Within SerioReports, see the ‘First Time Fix’ report AGT14. This is grouped under ‘Agent Performance’. This report has recently been upgraded (about 2 months ago) and is now excellent (though I say so myself as the author of the report). It shows overall FTF, and FTF broken down by individual Agents and Teams plus other good stuff. If you want to get the latest version of SerioReports you will need to be using Serio 4.6 or later.

I’ll complete this blog entry tomorrow by looking at the remaining KPIs.

Monday, 29 Jan 2007

Regular readers will know that I have been posting recently about Incident Management, the last of which was posted here (there are others also).

This post will cover the subject of KPIs for Incident Management, and offer some practical suggestions for you. I’m going to keep this post general, and probably write a Serio-specific post later that tells you where the reports are (this data is available however from SerioReports).

What follows is not a definitive list – nor is the 'best' or 'only' list of KPIs. These are just some suggestions for your own Incident reporting repertoire, and is targeted firmly at Incident Managers who need to prepare management reports.

Incident counts

The total number of Incidents logged. You can cut this with a month-on-month trend going back over the previous quarter, or break it down by Category, or Priority, or Impact. What you will be interested in showing is the number (is it up or down, or constant?) and how severe the Incidents have been.

First time fixes

I’ve written about this a lot before, but for the latecomers it is simply a measure of how many customers reporting Incidents get an immediate resolution to the problem – before the call ends. This statistic is telephone based – it has no meaning when Incidents are logged via a web portal, and almost no meaning with Incidents reported by email. However, as the telephone continues to be an important medium for the Helpdesk of Service Desk (the percentage still seems to be over 50%) this continues to be an important statistic.

Resolutions by the Helpdesk or Service Desk

Whereas first time fixes relate to immediate resolution, this KPI simply refers to resolutions made by the Helpdesk/Service Desk without assignment to specialist teams.

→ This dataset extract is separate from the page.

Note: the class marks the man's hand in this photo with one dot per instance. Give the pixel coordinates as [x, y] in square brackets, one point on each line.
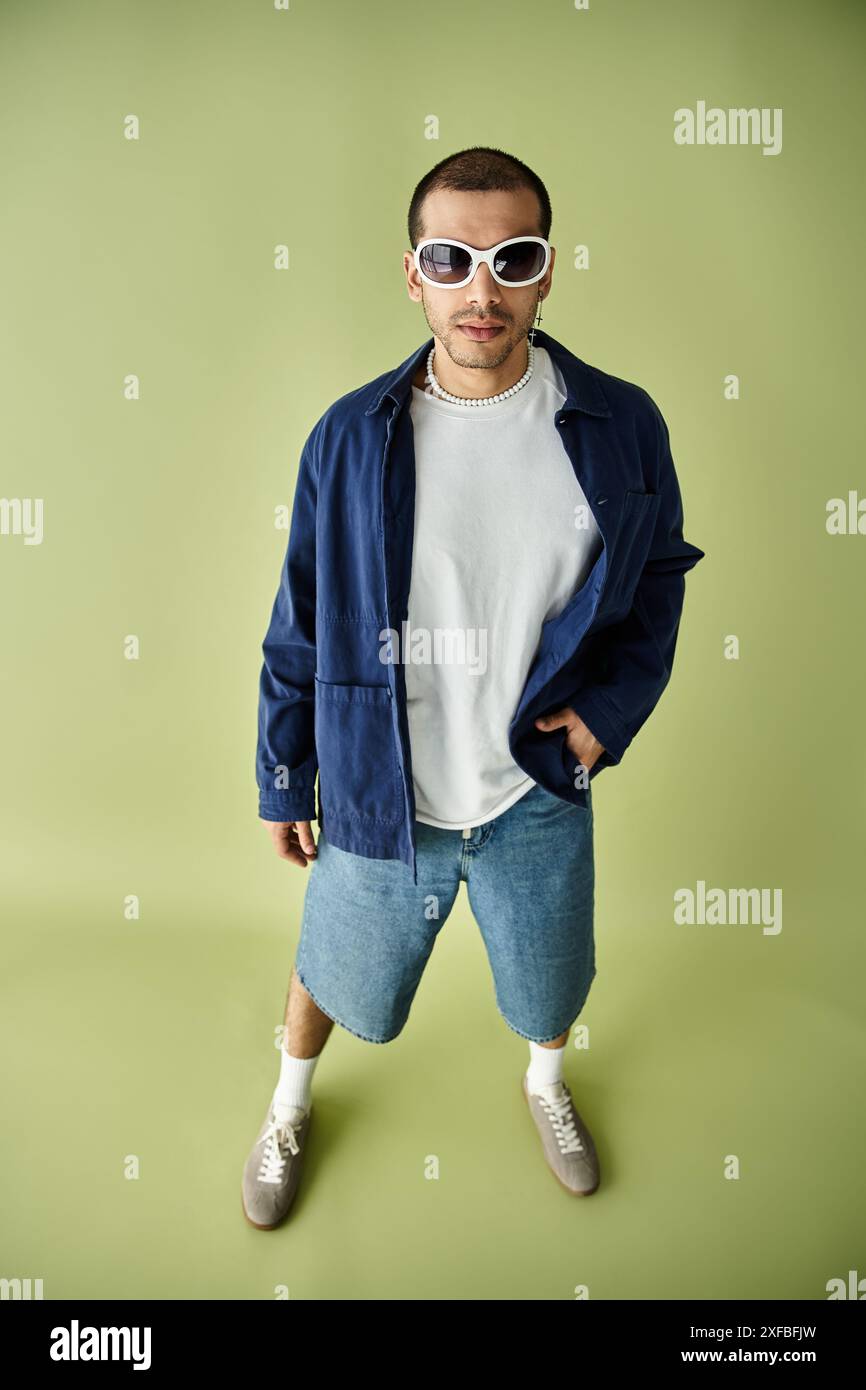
[292, 840]
[580, 740]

If this is a high (or rising) figure it suggests a good degree of competence within the group.

Percentage of Incidents handled within their SLA target

Whilst this falls into the remit of the Service Level Manager, it’s still a useful KPI for Incident Management. Typically you’ll be looking at the speed of response, and of resolution. Like the Incident Counts figures, it’s sometimes useful to break this figure down into different groups – such as Impact or Category.

Spread of Resolution Time

This is where you take Incidents and examine how long the resolution time, examining the mean resolution time, and deviations from the mean. Almost always it’s better to use a graph or histogram to express this, and again is a useful indicator of quality. 

Friday, 26 Jan 2007

I’ve been blogging previously about Incident Management, and no discussion about Incident Management would be complete without mentioning Major Incidents.

First of all, let me offer a definition: A Major Incident is any Incident that has a significant or substantial effect on part of all of the business.

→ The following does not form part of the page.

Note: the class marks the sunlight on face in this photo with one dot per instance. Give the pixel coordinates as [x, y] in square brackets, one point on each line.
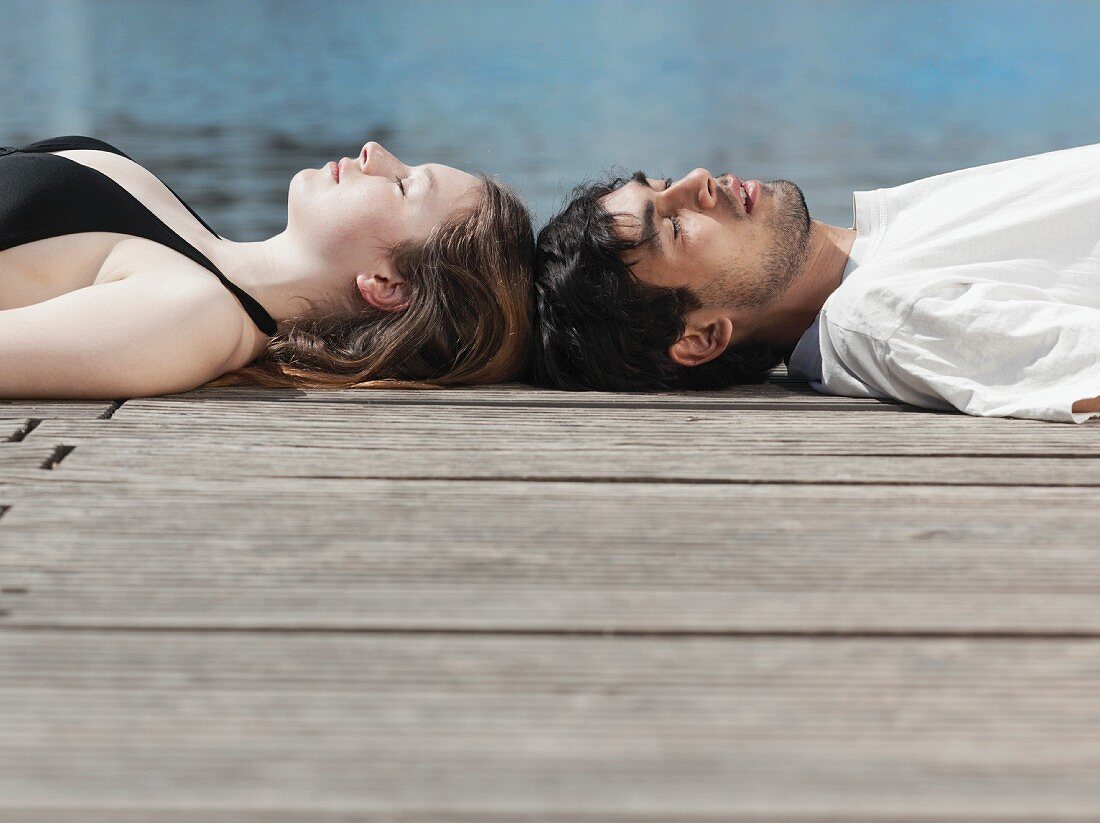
[354, 209]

Leaving aside the issue about VIPs (a stuck keyboard belonging to your Chief Executive causing panic on the help desk), we can say that Major Incidents usually affect significant numbers of employees, and involve important enterprise level services.

So how do we manage Major Incidents? The answer is ‘we do all the stuff that we normally do’ – plus we do some other things. So we make sure that we log the Incident properly, use the CMDB as required, and make the best initial assignment that we can. If you are a Serio user, presumably you’ve set up a Broadcast Alert. Broadcast Alerts were specifically designed for major Incidents, and can be used to send emails about important Incidents to lots of people. You might also use the Serio Text Message Gateway to send text (SMS) messages.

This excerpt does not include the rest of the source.